My trunk has several long bars that go from side to side...Well, the metal part on the left side of the trunk that attached the bars snapped. Now, when the trunk closes, the weight of the trunk with the spoiler on it causes the trunk to close with such force i'm afraid it could seriously hurt someone....namely me!!! I dont know what to do as it looks like the only thing i could do is have it welded back...Has anyone had this problem before, and if so, what is the solution? thanks...peace...


----------



## Platinum200 (Aug 20, 2002)

well, since Im italian I have experience with putting people in trunks. I havent had any complaints on mine hurting anyone 
i have NO clue how to fix it... sorry, good luck


----------



## tosainu1 (Aug 15, 2002)

Good one, if i was'nt so fed up with my car, maybe i could force a laugh....funny, i used to try to kill the car, but the damn thing refuses to die!!! I should name the car The Curse.....Since i bought the car originally for my ex-wife, i wish i could have used some of your "experience" on her for telling me to buy it instead of the other cars i was considering at the time(Gts yota and mazda rx-7 turbo!


----------



## sethwas (Apr 30, 2002)

Well,
You could always get it welded back on.

Seth


----------



## tosainu1 (Aug 15, 2002)

I'm going to post a pic to make it clearer what im talking about...I dont know if the could weld it, but hopefully with the pic it will clear things up for those who can help me out..thanks...


----------



## Platinum200 (Aug 20, 2002)

a pic would help out a lot...

ohh, the "wussie" rx-7 ONLY has 255 hp... thats only 3 of our cars combined... HAHAH


----------



## NissanTuner (Dec 1, 2002)

hes talking about the steel torsion bars on the trunks interior that run across the trunk from one side to the other, they hang just below the speaker ports cut in the back deck.

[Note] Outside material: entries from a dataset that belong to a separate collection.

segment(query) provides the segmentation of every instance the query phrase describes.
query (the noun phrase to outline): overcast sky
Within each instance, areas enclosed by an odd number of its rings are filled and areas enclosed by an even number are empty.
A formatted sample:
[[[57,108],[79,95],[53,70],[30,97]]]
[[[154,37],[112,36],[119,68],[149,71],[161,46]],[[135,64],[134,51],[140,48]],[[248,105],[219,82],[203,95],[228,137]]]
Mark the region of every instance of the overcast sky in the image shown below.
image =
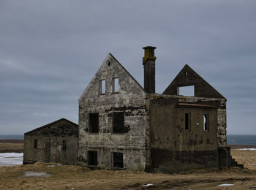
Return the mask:
[[[256,134],[256,1],[0,1],[0,134],[78,122],[108,53],[162,94],[185,64],[227,99],[227,134]]]

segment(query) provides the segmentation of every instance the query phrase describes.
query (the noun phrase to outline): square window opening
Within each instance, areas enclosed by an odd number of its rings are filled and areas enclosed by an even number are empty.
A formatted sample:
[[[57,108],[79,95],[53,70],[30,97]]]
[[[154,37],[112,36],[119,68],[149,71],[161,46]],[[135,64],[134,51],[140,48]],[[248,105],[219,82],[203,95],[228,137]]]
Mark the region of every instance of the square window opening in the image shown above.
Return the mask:
[[[105,94],[106,93],[106,80],[99,80],[99,94]]]
[[[34,148],[37,148],[38,147],[38,140],[37,139],[34,140]]]
[[[124,134],[124,115],[123,112],[113,113],[113,132]]]
[[[67,150],[67,140],[62,140],[62,150]]]
[[[208,113],[203,114],[203,129],[205,131],[209,131],[209,115]]]
[[[97,166],[98,164],[97,151],[88,151],[88,164],[90,166]]]
[[[185,129],[190,130],[190,113],[185,113]]]
[[[178,95],[195,96],[195,86],[178,86]]]
[[[118,77],[113,79],[113,93],[118,93],[119,91],[119,79]]]
[[[124,159],[122,153],[113,153],[113,167],[124,167]]]
[[[99,113],[89,114],[89,132],[99,132]]]

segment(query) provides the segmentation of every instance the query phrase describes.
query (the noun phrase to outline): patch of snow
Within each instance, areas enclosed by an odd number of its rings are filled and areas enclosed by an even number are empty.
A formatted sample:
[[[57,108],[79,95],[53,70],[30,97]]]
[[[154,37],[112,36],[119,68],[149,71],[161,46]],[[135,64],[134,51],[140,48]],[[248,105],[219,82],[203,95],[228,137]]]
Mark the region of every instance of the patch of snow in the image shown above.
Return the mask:
[[[238,148],[237,150],[241,150],[241,151],[256,151],[256,148]]]
[[[0,166],[19,165],[23,161],[23,153],[0,153]]]
[[[233,183],[222,183],[222,184],[219,184],[219,186],[232,186],[234,184]]]
[[[142,185],[143,186],[153,186],[152,183],[147,183],[147,184],[145,184],[145,185]]]
[[[21,175],[20,177],[49,177],[51,176],[51,174],[48,174],[47,172],[37,172],[33,171],[26,171],[23,172],[24,175]]]

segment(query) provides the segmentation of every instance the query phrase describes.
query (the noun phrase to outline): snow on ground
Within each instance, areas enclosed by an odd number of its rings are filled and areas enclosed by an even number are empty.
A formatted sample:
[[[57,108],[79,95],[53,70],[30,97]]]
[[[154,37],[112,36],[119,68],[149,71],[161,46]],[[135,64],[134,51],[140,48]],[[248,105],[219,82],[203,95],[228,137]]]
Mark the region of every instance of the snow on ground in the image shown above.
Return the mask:
[[[233,184],[233,183],[222,183],[222,184],[219,185],[219,186],[232,186],[234,184]]]
[[[23,153],[0,153],[0,167],[22,164]]]

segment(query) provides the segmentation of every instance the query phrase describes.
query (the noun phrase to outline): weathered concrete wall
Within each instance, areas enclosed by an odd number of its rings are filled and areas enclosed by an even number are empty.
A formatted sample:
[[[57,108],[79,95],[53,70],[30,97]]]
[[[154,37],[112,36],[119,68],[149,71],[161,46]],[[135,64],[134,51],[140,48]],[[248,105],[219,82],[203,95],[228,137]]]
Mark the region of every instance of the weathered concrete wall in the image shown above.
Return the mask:
[[[113,93],[113,78],[118,77],[118,93]],[[105,80],[105,94],[99,80]],[[146,93],[109,54],[79,99],[78,164],[88,165],[88,151],[97,151],[98,167],[113,167],[113,152],[124,155],[124,168],[144,170],[149,137],[146,133]],[[113,113],[124,112],[124,133],[113,133]],[[99,113],[99,132],[89,132],[89,113]]]
[[[34,148],[37,140],[37,148]],[[63,140],[67,142],[63,150]],[[75,164],[77,162],[78,126],[60,119],[25,134],[23,163],[60,162]]]
[[[217,167],[217,102],[157,95],[147,99],[154,170]],[[189,130],[185,129],[185,113],[190,113]],[[209,115],[208,131],[203,129],[204,113]]]
[[[189,66],[185,65],[173,81],[165,90],[164,94],[178,94],[178,87],[195,86],[195,96],[225,99],[214,88],[208,83]]]
[[[220,101],[217,109],[218,146],[227,145],[227,110],[226,101]]]

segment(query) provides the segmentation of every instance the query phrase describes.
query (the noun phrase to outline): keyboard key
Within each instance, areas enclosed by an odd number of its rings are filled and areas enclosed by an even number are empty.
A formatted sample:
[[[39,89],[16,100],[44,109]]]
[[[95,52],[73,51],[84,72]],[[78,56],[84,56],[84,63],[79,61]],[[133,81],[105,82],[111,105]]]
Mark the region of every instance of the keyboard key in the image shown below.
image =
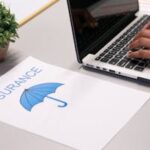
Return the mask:
[[[128,68],[128,69],[133,69],[135,66],[136,66],[136,63],[129,62],[129,63],[126,65],[126,68]]]
[[[122,55],[116,55],[115,58],[116,59],[121,59],[123,56]]]
[[[101,58],[101,57],[100,57],[100,56],[98,56],[98,57],[96,57],[96,58],[95,58],[95,60],[100,60],[100,58]]]
[[[107,54],[107,55],[105,55],[105,58],[112,58],[113,57],[113,55],[110,55],[110,54]]]
[[[109,64],[115,65],[118,61],[119,61],[119,59],[114,58],[109,61]]]
[[[140,72],[142,72],[144,69],[145,69],[145,68],[140,67],[140,66],[137,66],[137,67],[134,68],[134,70],[140,71]]]
[[[105,62],[105,63],[106,63],[106,62],[108,62],[108,61],[109,61],[109,58],[105,58],[105,57],[104,57],[104,58],[102,58],[100,61],[101,61],[101,62]]]
[[[124,67],[128,63],[128,59],[122,59],[117,65],[120,67]]]

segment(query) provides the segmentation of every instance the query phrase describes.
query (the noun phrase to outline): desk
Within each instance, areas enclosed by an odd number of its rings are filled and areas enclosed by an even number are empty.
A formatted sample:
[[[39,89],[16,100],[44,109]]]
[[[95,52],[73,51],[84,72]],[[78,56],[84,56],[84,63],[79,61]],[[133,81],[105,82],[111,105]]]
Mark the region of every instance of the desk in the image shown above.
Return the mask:
[[[75,57],[75,50],[73,45],[73,38],[71,33],[71,26],[69,22],[69,16],[66,6],[66,1],[60,1],[51,9],[46,10],[38,17],[31,20],[28,24],[22,26],[19,29],[20,38],[16,43],[11,44],[8,59],[4,64],[1,64],[3,68],[1,74],[12,68],[18,62],[23,60],[26,56],[34,56],[44,62],[57,65],[63,68],[67,68],[73,71],[77,71],[83,74],[87,74],[96,78],[107,80],[109,82],[122,85],[125,87],[131,87],[133,89],[140,89],[142,91],[150,92],[149,87],[139,85],[137,83],[122,80],[119,78],[106,76],[103,74],[97,74],[84,70],[80,64],[77,63]],[[150,102],[148,102],[144,108],[127,124],[123,130],[121,130],[115,138],[113,138],[105,150],[149,150],[150,149]],[[52,141],[42,140],[40,137],[34,135],[25,135],[25,143],[16,143],[15,139],[8,138],[9,133],[12,133],[14,137],[21,138],[21,133],[24,131],[18,131],[17,133],[10,127],[10,130],[6,130],[6,125],[1,124],[0,129],[3,139],[7,139],[7,143],[2,143],[5,147],[0,149],[18,150],[19,145],[22,149],[29,149],[29,145],[32,145],[31,149],[51,149],[51,150],[68,150],[65,146],[55,147],[55,143]],[[9,132],[8,132],[9,131]],[[8,134],[7,134],[8,133]],[[13,136],[12,136],[13,137]],[[33,140],[34,139],[34,140]],[[35,141],[36,140],[36,141]],[[0,140],[1,141],[1,140]],[[33,142],[33,144],[31,144]],[[52,147],[49,147],[51,142]],[[15,146],[17,145],[17,146]],[[42,147],[43,146],[43,147]],[[13,147],[13,148],[12,148]]]

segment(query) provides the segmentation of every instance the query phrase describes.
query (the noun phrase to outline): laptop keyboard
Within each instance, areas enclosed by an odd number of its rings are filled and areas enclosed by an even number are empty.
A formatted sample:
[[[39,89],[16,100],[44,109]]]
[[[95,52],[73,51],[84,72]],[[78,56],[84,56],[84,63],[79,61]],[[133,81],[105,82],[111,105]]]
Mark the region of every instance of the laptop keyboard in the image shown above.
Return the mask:
[[[150,60],[128,58],[127,53],[129,50],[129,43],[148,21],[150,21],[150,17],[144,15],[130,29],[96,57],[95,60],[142,72],[150,63]]]

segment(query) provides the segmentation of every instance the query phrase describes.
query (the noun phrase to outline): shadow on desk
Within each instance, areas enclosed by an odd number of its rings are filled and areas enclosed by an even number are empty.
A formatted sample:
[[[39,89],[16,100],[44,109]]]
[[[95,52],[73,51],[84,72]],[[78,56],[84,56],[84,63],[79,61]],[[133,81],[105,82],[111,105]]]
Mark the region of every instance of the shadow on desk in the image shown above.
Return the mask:
[[[2,76],[4,73],[6,73],[14,66],[16,66],[21,60],[22,60],[21,53],[19,53],[18,51],[16,52],[13,49],[10,49],[8,51],[6,60],[0,63],[0,76]]]
[[[150,87],[150,81],[147,81],[147,80],[136,80],[136,79],[128,78],[128,77],[125,77],[125,76],[120,76],[120,75],[117,75],[117,74],[113,74],[111,72],[103,72],[101,70],[97,70],[97,69],[94,69],[94,68],[88,68],[86,66],[83,66],[83,68],[85,70],[88,70],[88,71],[101,73],[103,75],[119,78],[119,79],[124,80],[124,81],[129,81],[129,82],[137,83],[137,84],[142,85],[142,86]]]

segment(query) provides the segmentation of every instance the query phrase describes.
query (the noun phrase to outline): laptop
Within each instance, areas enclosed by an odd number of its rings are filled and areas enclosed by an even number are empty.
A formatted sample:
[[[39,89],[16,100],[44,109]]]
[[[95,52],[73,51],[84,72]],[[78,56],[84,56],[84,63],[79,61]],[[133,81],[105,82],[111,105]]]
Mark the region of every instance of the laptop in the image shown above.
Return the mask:
[[[127,57],[150,21],[138,0],[68,0],[77,60],[83,66],[150,83],[150,60]]]

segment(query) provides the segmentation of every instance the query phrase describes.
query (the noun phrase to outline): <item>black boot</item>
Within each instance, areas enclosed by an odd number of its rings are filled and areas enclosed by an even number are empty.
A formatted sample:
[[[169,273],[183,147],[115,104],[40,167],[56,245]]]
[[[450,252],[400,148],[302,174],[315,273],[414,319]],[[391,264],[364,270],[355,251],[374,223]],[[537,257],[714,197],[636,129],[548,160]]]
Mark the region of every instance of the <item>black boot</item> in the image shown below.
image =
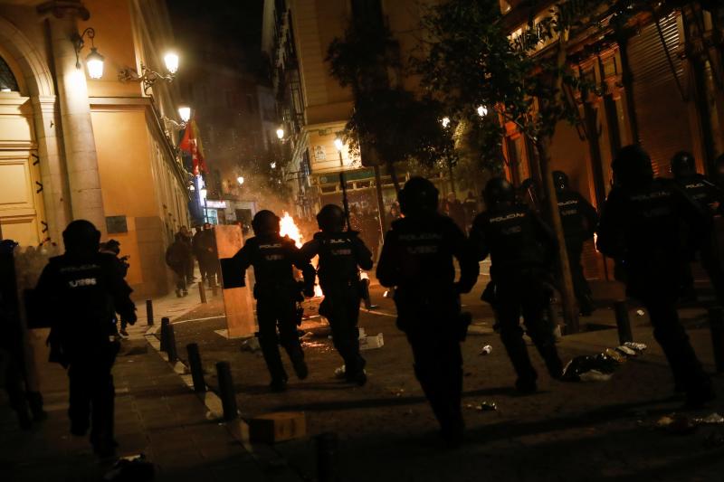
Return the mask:
[[[503,341],[508,356],[513,364],[513,369],[518,375],[515,383],[516,390],[521,394],[533,393],[538,391],[538,373],[530,364],[530,357],[528,354],[528,347],[522,337],[500,336]]]

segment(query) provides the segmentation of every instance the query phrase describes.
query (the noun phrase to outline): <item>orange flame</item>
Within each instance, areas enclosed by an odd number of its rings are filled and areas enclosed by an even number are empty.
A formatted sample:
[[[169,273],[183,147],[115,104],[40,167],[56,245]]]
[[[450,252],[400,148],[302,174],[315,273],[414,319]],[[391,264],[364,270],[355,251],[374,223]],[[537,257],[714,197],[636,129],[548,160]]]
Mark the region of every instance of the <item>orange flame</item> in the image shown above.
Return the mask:
[[[281,219],[279,220],[279,233],[282,236],[289,236],[294,241],[297,248],[301,248],[301,232],[294,222],[294,218],[289,215],[289,213],[284,211]]]

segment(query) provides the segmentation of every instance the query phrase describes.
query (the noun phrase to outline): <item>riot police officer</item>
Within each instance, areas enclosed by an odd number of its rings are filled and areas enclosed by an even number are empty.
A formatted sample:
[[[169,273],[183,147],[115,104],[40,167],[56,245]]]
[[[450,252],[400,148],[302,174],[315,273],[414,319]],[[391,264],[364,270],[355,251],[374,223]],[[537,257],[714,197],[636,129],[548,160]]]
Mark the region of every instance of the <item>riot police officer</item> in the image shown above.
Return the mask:
[[[686,226],[691,239],[708,236],[710,220],[675,184],[653,178],[640,146],[622,148],[612,168],[615,182],[601,214],[598,250],[625,269],[627,294],[646,307],[677,386],[688,406],[699,407],[714,393],[676,311],[686,262],[680,234]]]
[[[411,178],[398,198],[405,217],[386,235],[376,275],[382,286],[395,288],[397,326],[412,347],[414,373],[442,435],[456,445],[464,428],[460,343],[470,322],[461,313],[460,294],[472,288],[480,268],[460,228],[437,213],[438,191],[430,181]]]
[[[573,291],[578,300],[581,315],[590,317],[594,310],[593,298],[591,288],[583,274],[581,255],[584,242],[594,237],[598,213],[588,201],[569,187],[568,176],[563,171],[553,172],[553,184],[571,267]]]
[[[691,153],[681,151],[674,155],[672,158],[672,174],[679,187],[697,202],[712,219],[720,213],[722,192],[716,184],[696,172],[694,156]],[[698,241],[692,249],[700,254],[701,266],[711,280],[717,298],[719,303],[724,303],[724,272],[721,271],[714,241],[711,237]],[[695,255],[695,252],[690,254],[691,259]],[[682,277],[682,297],[685,299],[696,299],[691,264],[684,265]]]
[[[279,234],[279,217],[271,211],[257,213],[252,228],[255,236],[246,241],[233,260],[243,273],[250,266],[254,269],[259,344],[272,375],[270,388],[272,392],[282,392],[288,378],[279,353],[280,344],[287,351],[297,377],[304,380],[308,374],[297,334],[297,302],[303,298],[294,279],[292,266],[301,270],[303,291],[309,297],[314,295],[314,268],[303,260],[293,241]]]
[[[560,378],[563,365],[556,349],[553,326],[544,317],[550,302],[548,280],[555,256],[556,237],[528,205],[518,203],[505,179],[493,178],[485,185],[487,211],[472,224],[471,243],[478,260],[491,256],[491,296],[500,324],[500,339],[513,364],[521,393],[538,390],[538,373],[530,364],[520,328],[522,312],[526,331],[553,378]]]
[[[119,344],[112,336],[115,314],[132,325],[136,307],[114,257],[99,252],[100,232],[92,223],[73,221],[62,239],[65,253],[50,259],[36,293],[43,300],[42,316],[51,322],[52,361],[68,368],[71,431],[81,436],[90,428],[96,453],[108,456],[116,446],[111,369]]]
[[[319,214],[320,232],[301,247],[306,260],[319,256],[317,274],[324,293],[319,313],[332,328],[334,345],[345,362],[348,381],[364,385],[365,359],[359,354],[359,302],[362,284],[359,269],[372,269],[372,253],[355,231],[344,232],[345,213],[336,204],[327,204]]]

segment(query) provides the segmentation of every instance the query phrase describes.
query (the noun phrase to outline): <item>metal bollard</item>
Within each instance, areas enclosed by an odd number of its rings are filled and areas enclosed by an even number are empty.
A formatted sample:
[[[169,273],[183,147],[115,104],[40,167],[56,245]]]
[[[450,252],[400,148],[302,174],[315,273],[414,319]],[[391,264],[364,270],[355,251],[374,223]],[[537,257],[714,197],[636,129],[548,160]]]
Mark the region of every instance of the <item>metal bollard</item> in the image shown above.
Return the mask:
[[[317,436],[318,482],[335,482],[337,480],[337,446],[336,433],[326,432]]]
[[[206,302],[206,290],[204,288],[204,279],[198,282],[198,296],[202,303]]]
[[[168,362],[175,364],[176,360],[178,360],[178,354],[176,351],[176,335],[174,334],[174,326],[170,323],[168,324],[167,334],[166,353],[168,354]]]
[[[168,326],[171,321],[164,317],[161,318],[161,351],[168,352]]]
[[[717,373],[724,373],[724,313],[721,307],[709,309],[709,329],[714,345],[714,364]]]
[[[186,345],[186,352],[188,353],[188,366],[191,369],[191,380],[194,381],[194,392],[205,392],[206,383],[204,381],[204,367],[201,365],[198,345],[189,343]]]
[[[625,300],[616,301],[614,304],[616,314],[616,326],[618,327],[618,343],[624,345],[634,341],[631,333],[631,320],[628,317],[628,304]]]
[[[216,364],[216,377],[219,380],[219,397],[224,407],[224,420],[233,421],[239,415],[236,412],[236,392],[233,390],[232,367],[229,362]]]
[[[150,299],[146,300],[146,320],[148,326],[153,326],[153,301]]]

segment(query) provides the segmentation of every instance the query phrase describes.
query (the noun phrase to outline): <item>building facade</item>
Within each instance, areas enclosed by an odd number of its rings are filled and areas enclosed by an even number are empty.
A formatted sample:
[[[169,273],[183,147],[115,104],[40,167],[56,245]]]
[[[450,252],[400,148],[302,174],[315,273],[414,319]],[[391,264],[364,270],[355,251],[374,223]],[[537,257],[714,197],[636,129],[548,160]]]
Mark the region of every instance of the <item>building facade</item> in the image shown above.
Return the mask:
[[[603,11],[603,32],[595,29],[570,42],[569,66],[595,89],[585,97],[576,93],[576,125],[557,126],[552,164],[599,208],[611,189],[611,162],[623,146],[640,143],[660,176],[671,175],[670,161],[678,151],[691,152],[703,174],[713,174],[714,160],[724,152],[724,65],[717,40],[722,33],[716,28],[722,25],[724,5],[705,10],[699,2],[675,8],[657,4],[623,28],[614,28],[613,13]],[[521,2],[501,1],[501,9],[513,36],[526,28],[531,12]],[[542,7],[538,16],[534,12],[534,23],[547,13]],[[534,54],[546,55],[548,47],[539,44]],[[513,126],[507,130],[510,178],[539,180],[531,143]],[[595,252],[593,241],[584,262],[588,278],[613,278],[610,263]]]
[[[85,65],[91,47],[104,57],[99,79]],[[62,246],[65,226],[87,219],[120,241],[138,296],[167,291],[164,252],[187,224],[178,96],[138,77],[167,73],[174,47],[162,0],[0,1],[3,239]]]

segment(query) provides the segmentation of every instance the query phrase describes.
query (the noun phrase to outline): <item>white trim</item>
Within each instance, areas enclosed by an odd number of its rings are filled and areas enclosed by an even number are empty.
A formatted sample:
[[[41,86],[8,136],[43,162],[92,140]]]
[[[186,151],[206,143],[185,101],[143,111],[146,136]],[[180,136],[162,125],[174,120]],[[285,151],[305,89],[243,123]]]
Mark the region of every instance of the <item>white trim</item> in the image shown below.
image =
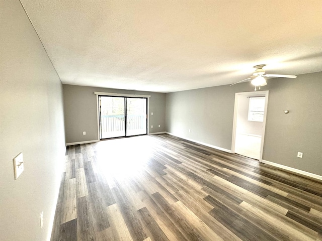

IMO Theyre actually a real pain in the ass, if you ever want to go with a decent set of 6x9in speakers in the back port, it means using tin snips to open them out further, and removing these bars to prevent them from touching the magnet. They also like to get in the way of sub enclosures. Basically all they do is counterweight the trunk to stop it from closing as hard as you stated, my recommendation is to do a trunk flip, and then buy a single steel rod and mount it to the trunk much like you hold your hood open. If you dont want to do that you could always buy a solenoid to pop your trunk and hold it open as well. Then not only would you not have the bar back there but youd have an automatic trunk opener.


----------



## tosainu1 (Aug 15, 2002)

Your right about them getting in the way of the stereo upgrades, i hate the way they designed the trunk, it looks so cheap...Anyway, does anyone have an example of a trunk flip job done on a sentra? I will look into the trunk flip, i've been wondering forever what those bars were for, now i know...thanks for the tips Nissan Tuner!!!!!!


----------



## B14Drifter (Oct 25, 2002)

one of the bars broke on mine... and i'm too lazy to fix it... so i cut the other bar out too... hehe


----------



## NissanTuner (Dec 1, 2002)

I just did a trunk flip on my 98 sentra gxe, my torsion bars are still intact however, so i dont have a prop rod like i suggested using. Theyll remain until I install a real audio system and replace the little one i have to hold me over. Ill take some pics with my digital camera later this morning and post them here so you can take a look.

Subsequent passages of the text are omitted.